Before ‘Vancouver’ became its official title in 1886, the fledgling city changed names faster than a thirsty sawmill worker could down pints at Gassy Jack’s saloon. From the late 1870s onwards, hundreds of nomenclatures were formally road-tested here, only to be rejected and superseded within days.


Most of these alternative names were soon forgotten––until 1924, when elderly local Percy ‘Fibber’ McGee produced what he claimed was an official handwritten ledger of all the adopted appellations. Quizzed by a reporter from the Vancouver Advocate, he said he’d rescued it from the ashes of the Great Fire, pointing to a faded burn on his left hand as proof.


Among the hundreds of names it contained––each with the date of adoption and the date it was discarded (usually less than a week apart)––were several that echoed the area’s weather or topography. These included Treeville, Drizzleton, Fogtropolis and Mudpatch-on-Sea. Others reflected local wildlife, including Beaverton, Eagleford and, intriguingly, both Unicornia and Port Sasquatch.


According to McGee, some of the names resulted from a popular drinking game at Gassy Jack’s bar. Participants would yell out suggestions, and fellow drinkers would reply “Hell yeah” or “Stick it where the sun don't shine.” If your name was rejected, you had to drink a Sour Nut Cocktail. Made from absinthe and molasses, it contained the decaying left testicle of a long-deceased donkey.

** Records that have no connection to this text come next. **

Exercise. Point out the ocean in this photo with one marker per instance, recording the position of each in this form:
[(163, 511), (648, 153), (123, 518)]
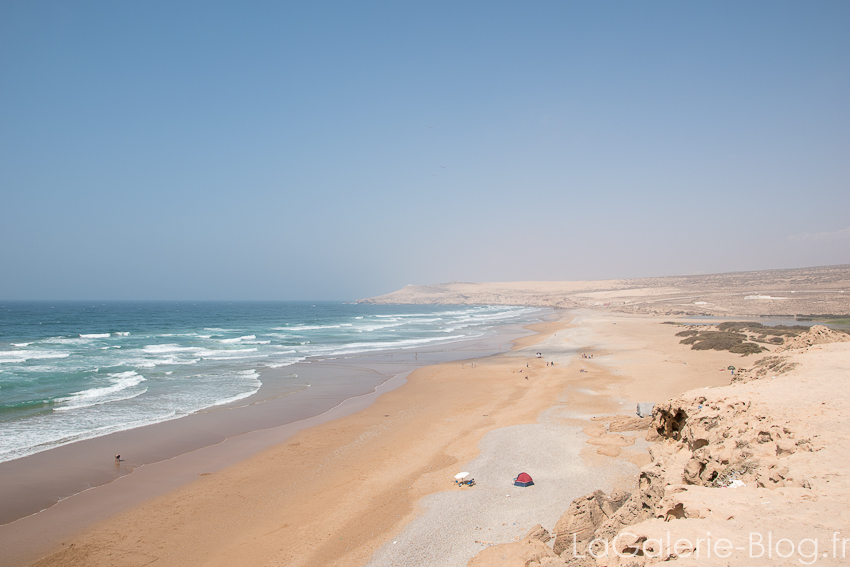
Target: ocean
[(76, 370)]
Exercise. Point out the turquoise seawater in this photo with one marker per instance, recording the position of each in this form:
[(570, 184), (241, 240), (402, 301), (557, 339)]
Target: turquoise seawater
[(76, 370)]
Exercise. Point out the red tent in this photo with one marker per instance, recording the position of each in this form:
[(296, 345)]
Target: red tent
[(523, 479)]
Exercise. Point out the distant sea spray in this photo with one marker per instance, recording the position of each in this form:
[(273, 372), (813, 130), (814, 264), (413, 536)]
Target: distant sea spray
[(76, 370)]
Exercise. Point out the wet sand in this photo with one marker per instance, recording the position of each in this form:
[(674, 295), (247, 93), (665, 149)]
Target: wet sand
[(336, 493), (90, 486)]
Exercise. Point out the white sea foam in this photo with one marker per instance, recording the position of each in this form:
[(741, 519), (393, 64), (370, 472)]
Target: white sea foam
[(306, 327), (239, 339), (160, 349), (112, 393), (17, 356)]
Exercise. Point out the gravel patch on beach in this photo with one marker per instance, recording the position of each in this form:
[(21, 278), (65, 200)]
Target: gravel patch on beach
[(455, 525)]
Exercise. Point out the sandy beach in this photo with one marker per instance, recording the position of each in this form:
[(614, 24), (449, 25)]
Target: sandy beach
[(375, 487)]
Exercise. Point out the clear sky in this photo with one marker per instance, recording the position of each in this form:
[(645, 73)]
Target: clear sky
[(338, 150)]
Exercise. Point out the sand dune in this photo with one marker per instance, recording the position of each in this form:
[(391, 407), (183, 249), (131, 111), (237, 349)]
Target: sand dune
[(801, 291)]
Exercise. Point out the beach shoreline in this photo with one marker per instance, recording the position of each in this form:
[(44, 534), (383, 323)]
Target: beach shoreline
[(164, 456), (304, 501)]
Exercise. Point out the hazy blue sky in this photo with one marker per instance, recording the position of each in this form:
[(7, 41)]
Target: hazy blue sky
[(273, 150)]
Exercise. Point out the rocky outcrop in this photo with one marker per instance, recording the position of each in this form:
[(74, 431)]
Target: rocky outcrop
[(763, 457), (577, 527)]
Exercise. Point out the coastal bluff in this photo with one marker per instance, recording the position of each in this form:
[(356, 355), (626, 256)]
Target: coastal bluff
[(743, 467), (822, 290)]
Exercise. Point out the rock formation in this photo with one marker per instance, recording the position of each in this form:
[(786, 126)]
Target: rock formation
[(735, 466)]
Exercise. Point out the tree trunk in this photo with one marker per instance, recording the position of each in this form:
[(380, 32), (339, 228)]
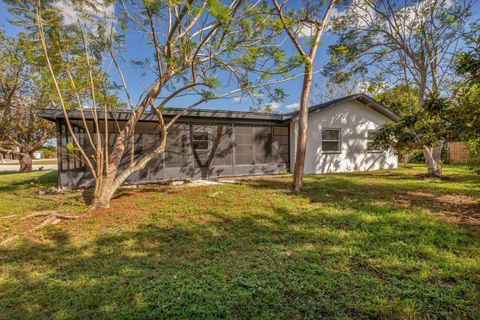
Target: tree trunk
[(25, 162), (299, 168), (433, 160), (103, 192)]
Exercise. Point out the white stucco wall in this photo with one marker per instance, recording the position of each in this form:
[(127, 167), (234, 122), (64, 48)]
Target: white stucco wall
[(354, 119)]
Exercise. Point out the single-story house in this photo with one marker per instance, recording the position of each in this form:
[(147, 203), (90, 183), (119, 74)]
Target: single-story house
[(212, 143)]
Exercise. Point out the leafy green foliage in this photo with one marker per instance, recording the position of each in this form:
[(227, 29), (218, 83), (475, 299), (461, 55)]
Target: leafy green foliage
[(467, 120), (425, 127), (401, 99)]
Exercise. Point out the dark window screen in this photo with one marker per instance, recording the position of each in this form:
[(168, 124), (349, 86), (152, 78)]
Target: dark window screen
[(176, 153), (222, 145), (263, 144), (200, 140), (280, 144), (244, 142)]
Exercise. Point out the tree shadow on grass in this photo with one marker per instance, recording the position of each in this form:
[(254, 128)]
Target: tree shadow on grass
[(48, 179), (279, 264), (345, 192)]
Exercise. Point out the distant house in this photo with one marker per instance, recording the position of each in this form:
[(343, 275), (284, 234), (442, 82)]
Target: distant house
[(212, 143)]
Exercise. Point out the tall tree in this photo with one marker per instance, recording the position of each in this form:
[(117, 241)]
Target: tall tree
[(467, 91), (411, 42), (192, 43), (295, 22), (21, 92)]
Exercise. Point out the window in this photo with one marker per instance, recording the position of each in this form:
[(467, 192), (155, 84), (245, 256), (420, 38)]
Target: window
[(331, 140), (370, 143), (263, 144), (244, 143), (200, 140), (280, 144), (178, 146)]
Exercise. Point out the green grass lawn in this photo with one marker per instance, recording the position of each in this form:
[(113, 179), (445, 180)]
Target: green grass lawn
[(366, 245), (35, 162)]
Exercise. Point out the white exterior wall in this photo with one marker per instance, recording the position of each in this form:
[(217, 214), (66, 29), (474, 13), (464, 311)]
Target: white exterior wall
[(354, 119)]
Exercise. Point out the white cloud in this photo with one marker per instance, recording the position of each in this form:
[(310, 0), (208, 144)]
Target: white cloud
[(293, 106), (96, 13)]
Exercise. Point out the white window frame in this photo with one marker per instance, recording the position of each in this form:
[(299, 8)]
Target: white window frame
[(369, 140), (339, 140)]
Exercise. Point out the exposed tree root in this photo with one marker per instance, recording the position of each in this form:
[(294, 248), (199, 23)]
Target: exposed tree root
[(434, 176), (52, 218)]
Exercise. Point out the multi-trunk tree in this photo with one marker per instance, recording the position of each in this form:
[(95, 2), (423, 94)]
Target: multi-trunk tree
[(312, 19), (190, 45), (411, 42), (21, 92)]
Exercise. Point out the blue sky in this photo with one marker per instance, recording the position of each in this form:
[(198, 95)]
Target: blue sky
[(136, 48)]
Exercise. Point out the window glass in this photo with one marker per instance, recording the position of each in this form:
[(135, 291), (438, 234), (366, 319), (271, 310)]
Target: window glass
[(200, 140), (263, 144), (331, 140), (370, 143)]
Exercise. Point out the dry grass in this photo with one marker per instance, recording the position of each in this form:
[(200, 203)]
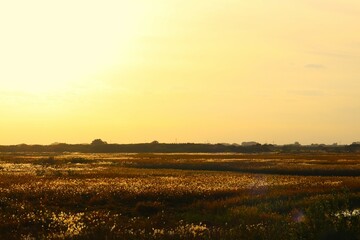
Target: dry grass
[(178, 196)]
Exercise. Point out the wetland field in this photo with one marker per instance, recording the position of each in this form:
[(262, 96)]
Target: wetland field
[(179, 196)]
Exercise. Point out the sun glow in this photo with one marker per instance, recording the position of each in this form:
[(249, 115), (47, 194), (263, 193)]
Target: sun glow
[(48, 47)]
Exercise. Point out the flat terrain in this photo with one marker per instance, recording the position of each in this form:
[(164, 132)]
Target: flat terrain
[(179, 196)]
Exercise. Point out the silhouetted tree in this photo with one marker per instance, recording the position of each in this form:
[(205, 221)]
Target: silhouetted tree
[(98, 142)]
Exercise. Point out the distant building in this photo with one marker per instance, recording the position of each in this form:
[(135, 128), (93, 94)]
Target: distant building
[(248, 144)]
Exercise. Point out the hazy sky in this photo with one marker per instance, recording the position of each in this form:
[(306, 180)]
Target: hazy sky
[(173, 70)]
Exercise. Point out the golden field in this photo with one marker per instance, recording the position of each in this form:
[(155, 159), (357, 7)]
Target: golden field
[(179, 196)]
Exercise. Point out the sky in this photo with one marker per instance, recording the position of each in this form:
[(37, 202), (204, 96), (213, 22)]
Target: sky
[(206, 71)]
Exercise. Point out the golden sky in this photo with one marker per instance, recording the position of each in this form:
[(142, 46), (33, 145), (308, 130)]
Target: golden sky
[(180, 71)]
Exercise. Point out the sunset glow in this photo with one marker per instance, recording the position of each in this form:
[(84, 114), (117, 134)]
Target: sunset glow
[(180, 71)]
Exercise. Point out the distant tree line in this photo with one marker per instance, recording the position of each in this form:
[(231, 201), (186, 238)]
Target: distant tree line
[(100, 146)]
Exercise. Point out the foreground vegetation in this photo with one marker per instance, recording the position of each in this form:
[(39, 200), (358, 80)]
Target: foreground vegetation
[(179, 196)]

Gastown is the only name we remember today from this tipsy contest. But McGee’s ledger provides a full rundown of other suggestions that won boisterous favour in the bar. These include Burpville, Fartington, Free Beer Town and New Abbotsford. Gassy Jack himself was likely behind some of the other bar-derived names, especially Deightonia and Jackchester.

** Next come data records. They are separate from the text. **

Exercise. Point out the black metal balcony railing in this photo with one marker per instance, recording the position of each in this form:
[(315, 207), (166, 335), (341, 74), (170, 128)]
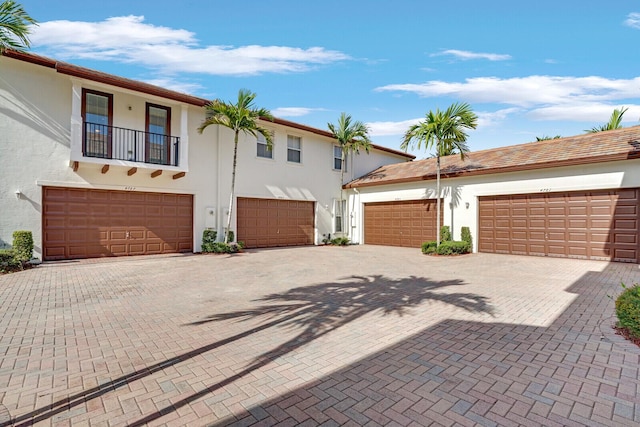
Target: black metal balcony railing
[(110, 142)]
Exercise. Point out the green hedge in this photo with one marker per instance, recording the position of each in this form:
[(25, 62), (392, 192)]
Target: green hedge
[(465, 236), (453, 247), (208, 239), (223, 248), (628, 310), (23, 246), (8, 261), (445, 233), (340, 241)]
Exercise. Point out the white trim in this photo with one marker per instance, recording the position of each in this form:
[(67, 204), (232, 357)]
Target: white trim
[(85, 185)]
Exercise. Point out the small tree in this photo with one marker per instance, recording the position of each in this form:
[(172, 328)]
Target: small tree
[(243, 117), (445, 130), (352, 136), (615, 122), (14, 26)]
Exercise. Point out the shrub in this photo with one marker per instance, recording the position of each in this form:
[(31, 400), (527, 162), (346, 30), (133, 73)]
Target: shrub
[(340, 241), (453, 248), (208, 239), (8, 261), (224, 248), (209, 235), (22, 246), (429, 247), (628, 310), (445, 233), (465, 235)]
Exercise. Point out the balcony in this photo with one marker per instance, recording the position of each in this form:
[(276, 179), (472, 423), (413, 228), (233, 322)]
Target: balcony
[(110, 142)]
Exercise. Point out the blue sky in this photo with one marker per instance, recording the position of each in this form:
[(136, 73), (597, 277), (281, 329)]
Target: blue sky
[(528, 69)]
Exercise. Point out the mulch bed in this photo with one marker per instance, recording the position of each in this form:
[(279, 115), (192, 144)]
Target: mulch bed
[(624, 332)]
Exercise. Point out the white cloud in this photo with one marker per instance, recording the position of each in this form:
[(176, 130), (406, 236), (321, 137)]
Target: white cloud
[(633, 20), (129, 39), (178, 86), (527, 92), (390, 128), (595, 113), (466, 55), (294, 111), (494, 118)]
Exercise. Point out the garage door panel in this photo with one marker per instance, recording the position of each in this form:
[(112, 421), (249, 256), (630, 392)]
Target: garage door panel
[(601, 224), (400, 223), (266, 223), (114, 223)]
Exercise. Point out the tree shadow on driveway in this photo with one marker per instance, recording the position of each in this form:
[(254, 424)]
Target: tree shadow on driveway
[(314, 310), (320, 309)]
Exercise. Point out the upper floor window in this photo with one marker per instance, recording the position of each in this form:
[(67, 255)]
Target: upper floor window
[(338, 215), (262, 148), (158, 141), (294, 149), (337, 158), (97, 113)]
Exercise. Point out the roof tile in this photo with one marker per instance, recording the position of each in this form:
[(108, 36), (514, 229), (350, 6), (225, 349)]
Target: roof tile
[(597, 147)]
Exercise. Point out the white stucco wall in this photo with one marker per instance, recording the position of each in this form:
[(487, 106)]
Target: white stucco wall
[(457, 192), (35, 148), (40, 137)]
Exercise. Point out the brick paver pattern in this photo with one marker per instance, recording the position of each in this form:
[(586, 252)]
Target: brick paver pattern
[(361, 335)]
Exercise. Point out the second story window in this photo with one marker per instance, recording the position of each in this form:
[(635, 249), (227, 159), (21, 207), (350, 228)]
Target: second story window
[(158, 143), (262, 148), (97, 113), (294, 149), (337, 158)]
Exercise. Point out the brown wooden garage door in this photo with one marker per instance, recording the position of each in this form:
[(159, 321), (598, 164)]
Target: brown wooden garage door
[(588, 224), (87, 223), (268, 223), (400, 223)]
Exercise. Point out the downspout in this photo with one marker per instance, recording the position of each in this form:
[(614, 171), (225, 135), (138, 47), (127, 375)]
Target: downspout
[(353, 209), (219, 209)]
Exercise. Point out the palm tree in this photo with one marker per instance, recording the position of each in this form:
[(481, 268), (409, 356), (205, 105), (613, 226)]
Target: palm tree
[(615, 122), (352, 136), (14, 26), (446, 131), (242, 116), (547, 138)]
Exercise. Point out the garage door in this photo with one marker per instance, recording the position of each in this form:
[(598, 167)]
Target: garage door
[(590, 224), (401, 223), (268, 223), (87, 223)]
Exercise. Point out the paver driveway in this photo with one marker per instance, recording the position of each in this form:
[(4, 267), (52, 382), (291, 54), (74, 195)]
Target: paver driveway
[(358, 335)]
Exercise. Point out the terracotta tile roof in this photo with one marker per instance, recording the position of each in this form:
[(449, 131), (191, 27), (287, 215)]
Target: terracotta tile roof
[(98, 76), (598, 147)]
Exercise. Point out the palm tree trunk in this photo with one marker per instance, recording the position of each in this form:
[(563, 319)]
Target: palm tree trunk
[(438, 199), (233, 186), (343, 213)]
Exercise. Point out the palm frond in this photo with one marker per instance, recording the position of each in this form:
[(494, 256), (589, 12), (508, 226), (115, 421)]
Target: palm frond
[(15, 25)]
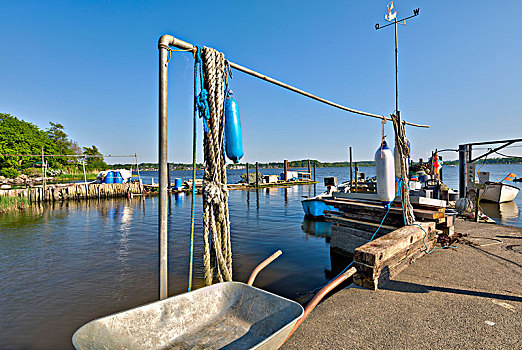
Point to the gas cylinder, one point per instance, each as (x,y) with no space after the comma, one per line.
(385,175)
(233,136)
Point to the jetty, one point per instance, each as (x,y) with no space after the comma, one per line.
(61,192)
(469,297)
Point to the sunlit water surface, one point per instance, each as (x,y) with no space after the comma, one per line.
(64,264)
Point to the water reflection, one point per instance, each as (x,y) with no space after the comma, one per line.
(317,228)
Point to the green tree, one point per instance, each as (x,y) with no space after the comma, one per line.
(94,163)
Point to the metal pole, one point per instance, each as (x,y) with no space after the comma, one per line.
(43,172)
(85,177)
(163,171)
(396,71)
(137,166)
(248,178)
(257,175)
(351,172)
(169,40)
(462,170)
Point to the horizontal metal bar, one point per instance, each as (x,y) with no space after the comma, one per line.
(169,40)
(492,142)
(492,151)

McGee recalled that this period of nomenclature volatility eventually took its toll on the locals, leaving many confused and demoralized. With the name of their townsite changing almost weekly, they were unable to tell people where they lived. The mail service also frequently failed to deliver––the 1881 festive season was blighted by suicides when zero Christmas cards arrived in the area.

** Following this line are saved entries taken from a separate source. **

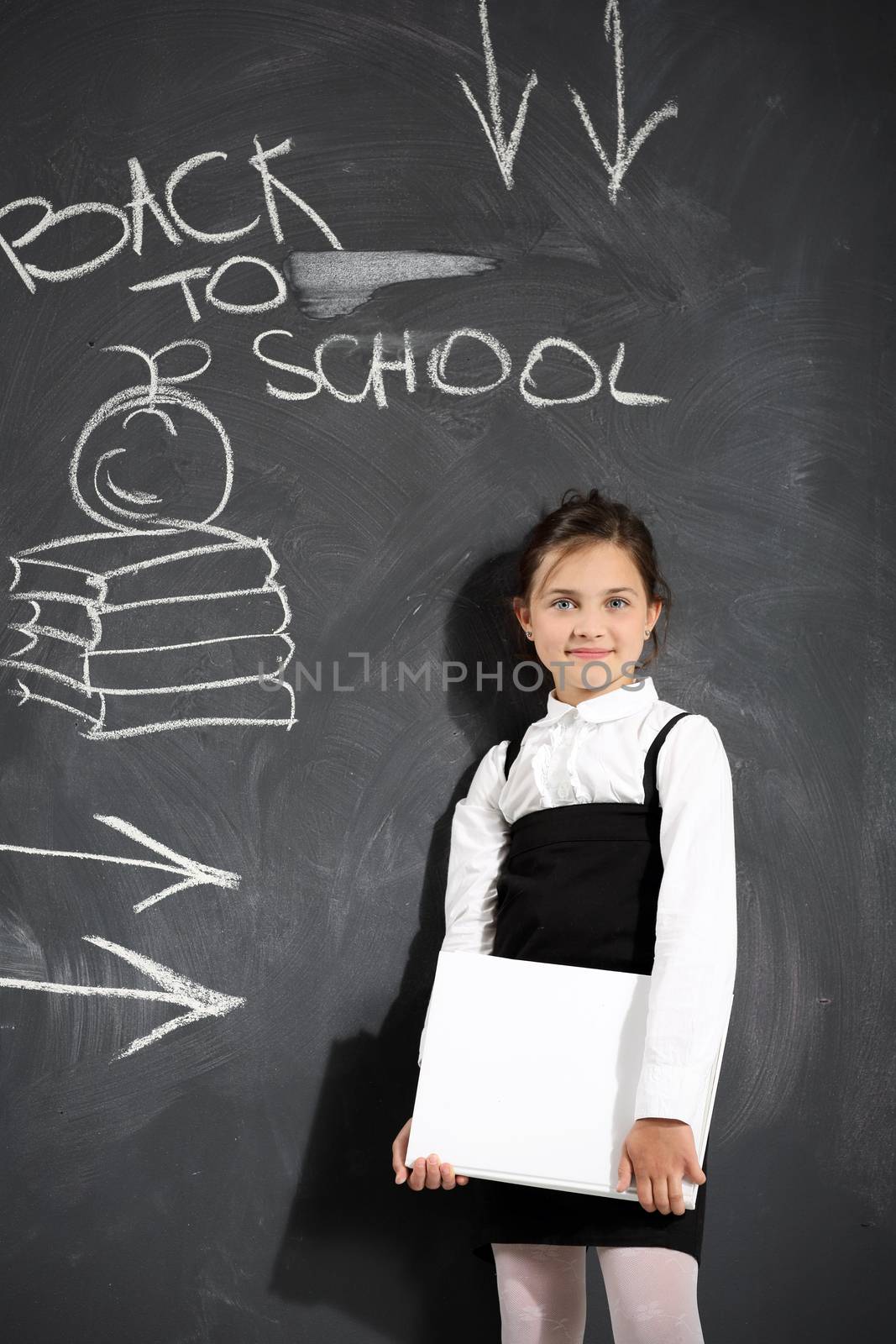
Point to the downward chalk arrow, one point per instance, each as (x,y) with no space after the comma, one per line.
(626,150)
(503,148)
(194,874)
(176,990)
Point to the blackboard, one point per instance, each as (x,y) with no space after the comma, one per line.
(316,308)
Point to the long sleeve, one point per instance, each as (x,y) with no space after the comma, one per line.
(479,837)
(696,947)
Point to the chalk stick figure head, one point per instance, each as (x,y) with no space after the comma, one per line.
(154,454)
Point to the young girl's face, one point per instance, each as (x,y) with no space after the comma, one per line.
(589,615)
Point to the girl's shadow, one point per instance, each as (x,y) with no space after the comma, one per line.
(401,1260)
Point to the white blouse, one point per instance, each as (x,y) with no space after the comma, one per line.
(595,753)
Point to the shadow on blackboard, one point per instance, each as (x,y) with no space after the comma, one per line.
(396,1258)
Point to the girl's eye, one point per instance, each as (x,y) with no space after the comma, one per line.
(625,601)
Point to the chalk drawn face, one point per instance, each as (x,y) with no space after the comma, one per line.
(152,456)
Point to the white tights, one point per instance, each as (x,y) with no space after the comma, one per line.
(652,1294)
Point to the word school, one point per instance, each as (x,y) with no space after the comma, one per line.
(315,381)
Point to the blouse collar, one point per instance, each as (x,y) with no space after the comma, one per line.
(614,705)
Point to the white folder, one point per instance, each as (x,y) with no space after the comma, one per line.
(530,1073)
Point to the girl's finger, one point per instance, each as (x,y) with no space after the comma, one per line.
(661,1194)
(432,1173)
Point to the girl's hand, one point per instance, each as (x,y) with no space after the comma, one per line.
(427,1173)
(658,1152)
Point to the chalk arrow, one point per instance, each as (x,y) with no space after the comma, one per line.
(503,148)
(199,1000)
(626,150)
(194,874)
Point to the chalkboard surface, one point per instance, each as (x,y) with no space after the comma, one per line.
(307,312)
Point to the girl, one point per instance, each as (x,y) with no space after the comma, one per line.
(602,837)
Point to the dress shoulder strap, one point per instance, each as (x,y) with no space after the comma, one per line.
(651,793)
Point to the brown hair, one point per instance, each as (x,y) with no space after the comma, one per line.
(579,522)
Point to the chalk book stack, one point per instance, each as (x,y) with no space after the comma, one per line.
(134,631)
(530,1073)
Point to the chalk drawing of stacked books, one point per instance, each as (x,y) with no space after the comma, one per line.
(161,620)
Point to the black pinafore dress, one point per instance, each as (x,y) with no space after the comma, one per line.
(579,887)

Eventually, the chaos was resolved in London by Queen Victoria, after officials implored her to settle the matter with a new name. Rolling her eyes and glancing around her gilded dining room for inspiration, she suggested Tabletown, Creamerville and Teacake-on-Sea, before one of her 73 children ran in clutching a velveteen toy rabbit he called Verity Vancouver. Luckily, she failed to spot the other toy he was carrying: a saggy clown named Prince Poopington.